閉曲面を貫く電気力線の量と、その内部の電荷の関係を計算します。

ガウスの法則:電場と電荷をつなぐ架け橋

カール・フリードリヒ・ガウスによって定式化されたこの法則は、マクスウェル方程式の1つ目であり、電磁気学の基礎をなす重要な定理です。

公式の定義

「任意の閉曲面を貫く全電束(電気力線の総本数)は、その閉曲面内部に含まれる総電荷量を真空の誘電率で割ったものに等しい」と定義されます。
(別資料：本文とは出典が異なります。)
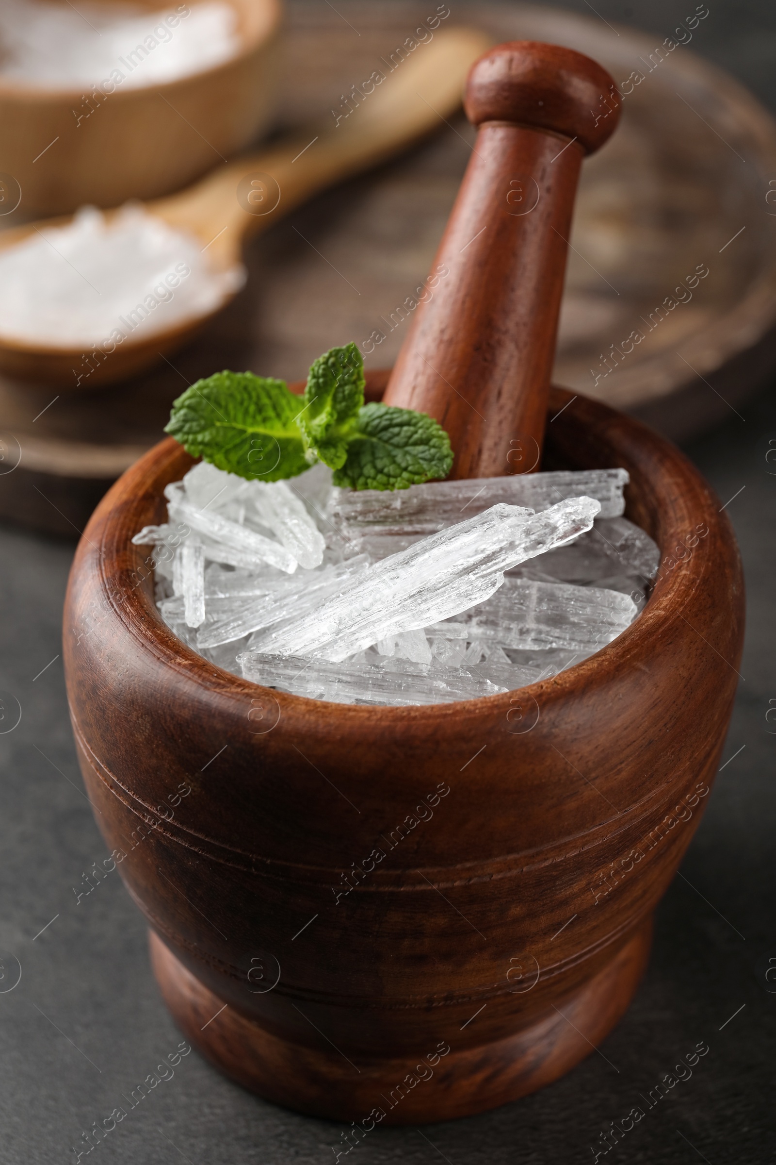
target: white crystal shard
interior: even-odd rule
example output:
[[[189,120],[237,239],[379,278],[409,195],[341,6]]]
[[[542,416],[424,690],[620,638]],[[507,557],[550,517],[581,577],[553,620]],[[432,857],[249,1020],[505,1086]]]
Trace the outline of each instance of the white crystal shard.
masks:
[[[215,607],[215,620],[200,631],[197,645],[214,648],[232,640],[242,638],[259,628],[271,628],[278,623],[285,624],[293,619],[314,614],[318,606],[329,595],[337,595],[346,585],[361,578],[368,567],[368,558],[351,558],[337,566],[325,566],[320,571],[306,571],[293,580],[289,580],[279,592],[264,594],[257,599],[240,600],[240,606],[219,617]],[[208,603],[208,612],[214,605]]]
[[[219,469],[209,461],[200,461],[183,479],[186,500],[198,509],[223,509],[236,497],[244,496],[250,486],[245,478]]]
[[[251,501],[258,521],[268,527],[300,566],[320,566],[326,539],[305,508],[305,503],[285,481],[256,481]]]
[[[397,659],[411,659],[413,663],[430,663],[432,649],[426,635],[420,629],[401,631],[377,641],[377,651],[382,656],[394,656]]]
[[[168,499],[170,521],[184,522],[192,530],[204,535],[212,544],[215,544],[206,548],[208,558],[215,558],[216,562],[229,562],[228,557],[218,557],[218,549],[223,548],[227,552],[233,552],[232,558],[261,559],[287,574],[292,574],[297,570],[297,559],[279,542],[271,542],[264,535],[249,530],[211,509],[200,509],[187,500],[179,483],[166,486],[164,493]],[[243,563],[234,565],[243,565]]]
[[[180,581],[184,621],[187,627],[199,627],[205,622],[205,551],[193,538],[180,549]]]
[[[320,464],[266,483],[201,463],[166,488],[168,522],[133,542],[154,548],[168,627],[235,675],[339,702],[476,699],[579,663],[641,610],[660,553],[621,516],[626,482],[354,492]]]
[[[597,650],[620,635],[636,615],[627,594],[563,582],[506,578],[486,602],[455,616],[470,640],[524,650]],[[443,634],[444,623],[429,628]]]
[[[475,478],[467,481],[428,481],[408,489],[334,489],[327,516],[344,538],[373,553],[380,539],[386,553],[406,549],[408,539],[435,534],[498,502],[524,506],[539,513],[567,497],[593,497],[601,517],[617,517],[625,509],[625,469],[561,469],[553,473]],[[371,538],[369,545],[361,541]],[[405,545],[397,539],[405,539]],[[382,557],[382,556],[380,556]]]
[[[610,574],[655,577],[660,550],[649,535],[625,517],[598,518],[574,545],[550,550],[532,564],[561,582],[595,582]],[[522,567],[515,574],[522,576]]]
[[[373,664],[353,659],[332,663],[250,651],[240,656],[240,663],[245,678],[256,684],[334,704],[449,704],[507,691],[460,668],[432,671],[421,664],[393,661],[389,671],[377,663],[377,656],[373,658]],[[399,670],[399,664],[405,668]]]
[[[599,508],[590,497],[536,515],[492,506],[368,567],[314,613],[270,629],[254,648],[342,661],[390,635],[441,622],[490,598],[510,566],[589,530]]]

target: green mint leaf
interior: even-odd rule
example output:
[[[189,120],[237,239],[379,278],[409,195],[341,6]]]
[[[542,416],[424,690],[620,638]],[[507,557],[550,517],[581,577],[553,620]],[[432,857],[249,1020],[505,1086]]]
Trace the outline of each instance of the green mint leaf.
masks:
[[[357,345],[332,348],[313,362],[299,428],[309,449],[333,469],[344,465],[363,403],[364,361]]]
[[[451,467],[450,438],[432,417],[387,404],[365,404],[350,435],[344,464],[335,469],[334,485],[406,489],[432,478],[447,478]]]
[[[300,396],[283,380],[220,372],[198,380],[173,402],[165,432],[192,457],[241,478],[278,481],[309,468],[297,424]]]

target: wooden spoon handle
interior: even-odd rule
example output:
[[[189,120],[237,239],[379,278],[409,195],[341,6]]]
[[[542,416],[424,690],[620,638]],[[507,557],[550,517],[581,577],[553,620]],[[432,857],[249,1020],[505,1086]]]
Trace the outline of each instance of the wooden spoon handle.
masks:
[[[531,41],[501,44],[467,86],[477,141],[386,404],[435,417],[453,478],[539,468],[579,167],[619,118],[610,75]]]
[[[491,43],[477,29],[437,29],[412,55],[405,49],[404,58],[394,54],[383,62],[358,92],[337,100],[322,126],[237,158],[190,190],[158,199],[152,210],[205,242],[214,240],[215,261],[234,262],[247,235],[442,126],[461,105],[472,62]]]

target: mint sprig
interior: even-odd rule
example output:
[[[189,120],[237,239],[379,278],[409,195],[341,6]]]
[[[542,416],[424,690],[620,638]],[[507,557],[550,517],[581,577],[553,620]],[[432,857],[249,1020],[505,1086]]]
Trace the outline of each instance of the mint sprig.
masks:
[[[314,361],[304,396],[285,381],[221,372],[173,402],[165,432],[193,457],[241,478],[278,481],[315,461],[334,483],[406,489],[446,478],[450,440],[423,412],[364,404],[364,366],[355,344]]]

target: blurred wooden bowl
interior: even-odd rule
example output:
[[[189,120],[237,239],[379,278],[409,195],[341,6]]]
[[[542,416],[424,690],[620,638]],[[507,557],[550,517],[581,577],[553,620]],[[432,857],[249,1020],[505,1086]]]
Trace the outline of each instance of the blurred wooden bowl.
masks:
[[[159,0],[141,2],[163,10]],[[0,193],[14,221],[169,193],[256,136],[271,112],[282,3],[227,2],[237,12],[241,50],[178,80],[119,86],[100,100],[99,91],[34,89],[0,76]]]
[[[482,1111],[589,1055],[636,989],[727,732],[741,566],[678,450],[595,401],[561,412],[570,398],[550,397],[548,466],[627,468],[626,513],[664,557],[632,627],[520,692],[326,704],[197,655],[130,542],[192,465],[172,439],[81,538],[65,673],[98,824],[178,1024],[276,1103],[385,1123]]]

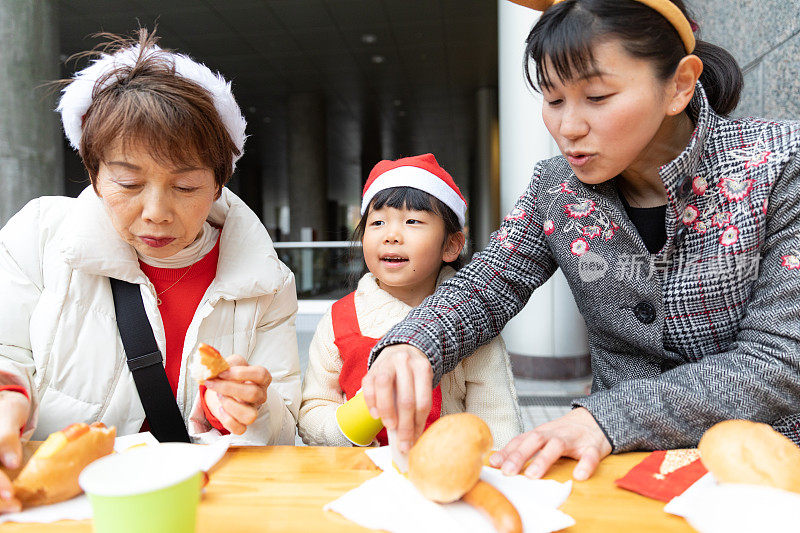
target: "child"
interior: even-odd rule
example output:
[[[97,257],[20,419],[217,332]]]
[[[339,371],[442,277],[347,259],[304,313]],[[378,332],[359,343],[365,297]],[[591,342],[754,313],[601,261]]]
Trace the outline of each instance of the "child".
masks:
[[[361,388],[378,339],[452,277],[464,247],[467,204],[432,154],[381,161],[364,186],[356,238],[369,272],[334,303],[311,341],[298,428],[306,444],[349,446],[336,408]],[[468,411],[492,430],[496,447],[522,431],[517,395],[500,337],[445,375],[433,391],[431,424]],[[385,430],[376,443],[386,444]]]

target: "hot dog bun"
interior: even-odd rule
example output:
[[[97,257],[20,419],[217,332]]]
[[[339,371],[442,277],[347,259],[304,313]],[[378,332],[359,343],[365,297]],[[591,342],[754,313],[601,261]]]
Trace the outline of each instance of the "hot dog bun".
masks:
[[[202,383],[207,379],[214,379],[229,368],[228,362],[214,347],[201,342],[197,346],[190,371],[192,377]]]
[[[461,499],[485,514],[500,533],[522,533],[517,509],[491,484],[479,479]]]
[[[492,442],[489,426],[477,416],[443,416],[408,452],[408,479],[429,500],[456,501],[477,483]]]
[[[720,483],[800,492],[800,448],[767,424],[726,420],[708,429],[697,447]]]
[[[23,507],[68,500],[80,494],[78,475],[92,461],[114,451],[117,430],[104,424],[72,424],[51,433],[14,480]]]

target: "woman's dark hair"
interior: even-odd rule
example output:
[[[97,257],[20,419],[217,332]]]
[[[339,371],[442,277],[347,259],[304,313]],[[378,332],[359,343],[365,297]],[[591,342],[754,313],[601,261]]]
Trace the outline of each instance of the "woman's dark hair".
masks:
[[[451,235],[455,235],[456,233],[463,231],[461,224],[458,222],[458,216],[456,216],[453,210],[447,207],[444,202],[435,196],[413,187],[392,187],[390,189],[384,189],[376,194],[367,207],[367,210],[364,211],[364,214],[361,216],[361,220],[358,222],[358,226],[356,226],[355,231],[353,231],[354,245],[357,243],[360,244],[361,240],[364,238],[364,231],[367,227],[367,217],[369,216],[369,212],[371,210],[381,209],[382,207],[412,209],[414,211],[427,211],[428,213],[434,213],[442,217],[442,220],[444,221],[445,238],[449,238]],[[358,256],[363,257],[361,249],[358,246],[352,247],[352,255],[353,259]],[[464,259],[461,257],[461,255],[459,255],[455,261],[450,261],[449,263],[444,264],[447,264],[453,267],[455,270],[458,270],[464,266]],[[364,269],[365,272],[366,266]]]
[[[690,21],[682,0],[672,0]],[[539,91],[552,76],[568,81],[595,70],[592,48],[617,37],[634,57],[653,62],[661,79],[675,73],[686,48],[675,27],[658,11],[635,0],[564,0],[545,11],[528,35],[525,77]],[[739,103],[744,77],[736,60],[719,46],[697,41],[694,55],[703,61],[700,82],[714,112],[728,115]],[[545,61],[548,59],[549,61]],[[536,82],[530,61],[536,64]],[[552,70],[552,72],[550,72]],[[698,110],[687,109],[693,121]]]
[[[217,191],[221,191],[233,174],[233,156],[240,151],[222,122],[214,97],[194,81],[176,75],[172,51],[157,47],[156,30],[139,28],[131,37],[95,36],[107,41],[93,51],[75,54],[75,59],[113,55],[134,46],[139,52],[133,65],[116,66],[92,89],[79,147],[92,185],[97,187],[106,150],[121,140],[123,149],[145,143],[150,155],[161,162],[208,166],[214,171]]]

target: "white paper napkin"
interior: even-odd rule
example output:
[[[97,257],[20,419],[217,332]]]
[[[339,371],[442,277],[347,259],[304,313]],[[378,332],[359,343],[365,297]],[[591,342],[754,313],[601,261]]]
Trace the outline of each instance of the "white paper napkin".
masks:
[[[188,453],[195,455],[198,467],[202,471],[209,471],[222,459],[228,449],[230,437],[225,436],[219,439],[214,444],[209,446],[190,446],[187,448]],[[158,440],[149,432],[134,433],[132,435],[125,435],[117,437],[114,441],[114,451],[124,452],[132,446],[139,444],[157,445]],[[49,523],[58,520],[88,520],[92,518],[92,506],[89,503],[89,498],[85,494],[81,494],[67,500],[65,502],[54,503],[52,505],[40,505],[39,507],[31,507],[19,513],[0,514],[0,523],[3,522],[35,522],[35,523]]]
[[[800,531],[800,494],[763,485],[720,484],[711,474],[664,510],[686,518],[701,533]]]
[[[383,473],[332,501],[325,509],[357,524],[394,533],[459,531],[493,533],[492,524],[479,511],[463,503],[433,503],[392,466],[388,447],[366,451]],[[572,482],[532,480],[505,476],[484,467],[481,479],[494,485],[519,511],[526,533],[549,533],[575,524],[558,510],[572,490]]]

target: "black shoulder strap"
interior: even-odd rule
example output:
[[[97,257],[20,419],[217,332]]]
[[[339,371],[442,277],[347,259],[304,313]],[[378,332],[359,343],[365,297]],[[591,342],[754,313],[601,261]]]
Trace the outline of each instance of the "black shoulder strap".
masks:
[[[139,286],[113,278],[109,281],[117,312],[117,328],[150,431],[159,442],[191,442],[172,395]]]

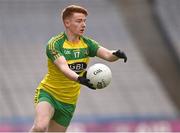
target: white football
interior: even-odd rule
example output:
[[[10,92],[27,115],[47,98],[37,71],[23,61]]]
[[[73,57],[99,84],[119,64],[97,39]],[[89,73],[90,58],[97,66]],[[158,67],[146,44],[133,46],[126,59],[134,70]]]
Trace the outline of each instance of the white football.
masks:
[[[93,84],[93,87],[102,89],[111,82],[111,69],[104,64],[97,63],[88,68],[86,77]]]

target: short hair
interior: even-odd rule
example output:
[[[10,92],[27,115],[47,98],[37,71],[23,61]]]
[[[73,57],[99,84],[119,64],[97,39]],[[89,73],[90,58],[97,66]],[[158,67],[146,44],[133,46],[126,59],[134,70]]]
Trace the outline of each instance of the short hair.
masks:
[[[88,15],[88,11],[84,7],[70,5],[61,12],[62,20],[64,21],[66,18],[71,17],[73,13],[83,13],[86,16]]]

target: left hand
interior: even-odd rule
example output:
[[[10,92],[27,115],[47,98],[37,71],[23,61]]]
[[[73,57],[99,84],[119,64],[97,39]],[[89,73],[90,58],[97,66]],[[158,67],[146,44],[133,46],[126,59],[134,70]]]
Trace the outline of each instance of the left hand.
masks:
[[[127,61],[127,56],[126,56],[126,54],[125,54],[123,51],[121,51],[121,50],[117,50],[117,51],[113,52],[112,54],[115,55],[115,56],[117,56],[118,58],[124,59],[124,62]]]

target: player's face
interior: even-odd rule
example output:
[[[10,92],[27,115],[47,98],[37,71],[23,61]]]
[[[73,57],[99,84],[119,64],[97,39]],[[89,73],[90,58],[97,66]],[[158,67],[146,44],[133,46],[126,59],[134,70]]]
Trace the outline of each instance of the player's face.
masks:
[[[66,28],[73,35],[83,35],[86,28],[86,16],[83,13],[74,13],[66,22]]]

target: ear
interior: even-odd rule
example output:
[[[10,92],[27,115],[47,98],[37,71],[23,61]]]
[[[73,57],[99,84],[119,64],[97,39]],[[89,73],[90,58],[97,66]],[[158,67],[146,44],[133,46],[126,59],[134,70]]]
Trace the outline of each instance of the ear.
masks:
[[[69,19],[65,19],[64,20],[64,26],[65,27],[69,27],[70,26],[70,20]]]

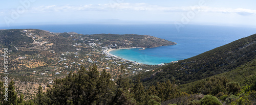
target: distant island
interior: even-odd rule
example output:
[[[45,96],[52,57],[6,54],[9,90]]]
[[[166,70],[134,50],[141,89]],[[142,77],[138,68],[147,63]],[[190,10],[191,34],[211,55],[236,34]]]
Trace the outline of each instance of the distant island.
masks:
[[[62,78],[71,72],[77,72],[81,66],[88,68],[96,64],[100,72],[106,69],[113,80],[120,74],[121,65],[130,76],[160,67],[126,60],[108,53],[108,50],[143,49],[176,44],[151,36],[136,34],[83,35],[37,29],[0,30],[0,51],[4,55],[4,48],[7,48],[10,53],[10,78],[16,78],[15,86],[19,90],[30,90],[26,94],[27,91],[19,91],[19,94],[25,94],[25,99],[31,99],[38,86],[48,89],[47,86],[52,86],[54,78]],[[3,60],[3,58],[1,59]]]

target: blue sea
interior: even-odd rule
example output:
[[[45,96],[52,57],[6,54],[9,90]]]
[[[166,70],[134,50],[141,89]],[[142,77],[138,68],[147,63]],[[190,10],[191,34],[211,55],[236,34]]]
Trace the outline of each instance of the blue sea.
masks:
[[[37,29],[52,32],[74,32],[83,34],[147,35],[177,43],[177,45],[146,48],[120,49],[110,53],[137,62],[156,65],[183,60],[256,33],[255,28],[188,24],[180,31],[172,24],[67,24],[15,26],[2,29]]]

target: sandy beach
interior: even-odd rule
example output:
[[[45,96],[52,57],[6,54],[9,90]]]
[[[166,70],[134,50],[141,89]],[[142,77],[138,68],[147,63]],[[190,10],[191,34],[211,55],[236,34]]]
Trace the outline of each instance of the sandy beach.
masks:
[[[117,50],[117,49],[132,49],[132,48],[142,48],[140,50],[142,49],[145,49],[144,47],[131,47],[131,48],[117,48],[117,49],[108,49],[108,51],[106,51],[107,52],[110,53],[111,51],[114,50]]]

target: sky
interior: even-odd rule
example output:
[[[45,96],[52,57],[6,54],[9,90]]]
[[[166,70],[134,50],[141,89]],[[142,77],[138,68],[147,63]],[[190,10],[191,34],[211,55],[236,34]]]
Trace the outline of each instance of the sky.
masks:
[[[76,23],[173,23],[256,27],[255,0],[9,0],[0,27]]]

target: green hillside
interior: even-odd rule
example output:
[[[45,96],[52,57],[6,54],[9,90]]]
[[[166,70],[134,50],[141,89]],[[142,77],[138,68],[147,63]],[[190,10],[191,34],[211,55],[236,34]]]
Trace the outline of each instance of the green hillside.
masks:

$$ \Phi_E = \oint \mathbf{E} \cdot d\mathbf{A} = \frac{Q_{in}}{\varepsilon_0} $$
  • $\Phi_E$ (Electric Flux): 電束。単位は N·m²/C または V·m。
  • $Q_{in}$ (Enclosed Charge): 閉曲面内部の総電荷。単位は C (クーロン)。
  • $\varepsilon_0$ (Vacuum Permittivity): 真空の誘電率。約 $8.854 \times 10^{-12}$ F/m。

クーロンの法則との関係

ガウスの法則は、クーロンの法則と本質的に等価ですが、対称性のある問題(球対称、無限に長い線電荷、無限に広い平面電荷など)において、電場を計算する際に劇的に計算を簡単にしてくれます。

実際の応用例

  1. 点電荷の電場: 球面をガウス面として選ぶことで、クーロンの法則 $E = kQ/r^2$ を導出できます。
  2. 導体内部の電場: 静電平衡状態にある導体内部の電場がゼロであることの証明に使われます。
  3. コンデンサの設計: 平行平板間の電場を一様に近似して計算する基礎となります。
注意: この計算機では、媒質は真空(または空気)を仮定しています。物質中では誘電率 $\varepsilon$ が異なるため、修正が必要です。